I was also reflecting on how much different now that my schedule has shifted from almost all upperclassmen to almost all freshmen.  I do miss a lot about the older kids:  wittier banter, more mature course content, deeper discussions because they have more life experience, the fact that they get more of my jokes, more challenging and personal questions that they ask, the different flavor of camaraderie that forms between us, their increasing comfort in their own skins.  But there are also gifts that come with teaching the babies of the school, one of which is that I get to watch them become for another two or three years.  I get to cheer them on from the sidelines and enjoy that afterglow of "Whew we made it through her class and it wasn't so bad after all! In fact, I'm proud of myself."  And every once in a while, one of them comes back, humbled and grateful, and apologizes for being a butt in my class last year, last semester, three years ago-- long after I've forgotten their transgressions (unless they were really funny).

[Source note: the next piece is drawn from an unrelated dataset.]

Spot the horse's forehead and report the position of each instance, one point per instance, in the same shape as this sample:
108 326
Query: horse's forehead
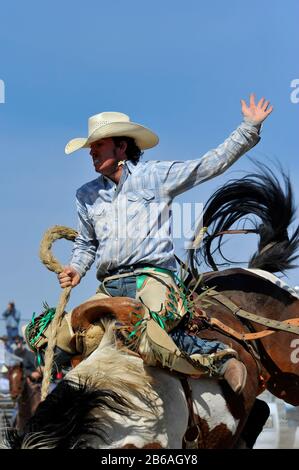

Sometimes this profession seems uncomfortably transient.  Every year, we have to learn a whole new group of 75 or 100 or so individuals (more if you're on semesters!).  They move in and out of our district constantly.  Sometimes it feels like we never get a chance to settle in before everything changes again -- let's not even talk about the mandates!  But more and more I'm feeling the connection.  I'm not sure if it's that I'm getting better and building those connections more quickly or if it's that I'm learning to love and savor more completely.  Or maybe it's my new-ish (in the last half a decade or so) resolve to try to see people through God's eyes and reflect His light in them back to them (Namaste!  Namaste!  Namaste!).  My life-pace has slowed some, which is hard to believe with three-almost-four kids, but I'm more able to savor than I used to be.  Or that savoring is becoming more of a way of moving through the world rather than something I have to really stop and think about doing.  I'm crazy grateful for it.

Other little awesome tidbit:  For the first time in my life, I think, I walked out of a multi-store mall run and the bag from Sephora was the biggest one I was carrying.  It felt pretty cool, though I'm not sure why.  Perhaps, in part, because it was filled with gifts for people I love!  Now that's a happy-making thing.

Mmm what a nice evening!  Now I just need a solid back massage and some reflexology on my feets and we'll be good to go.  Or, more realistically, just sleep.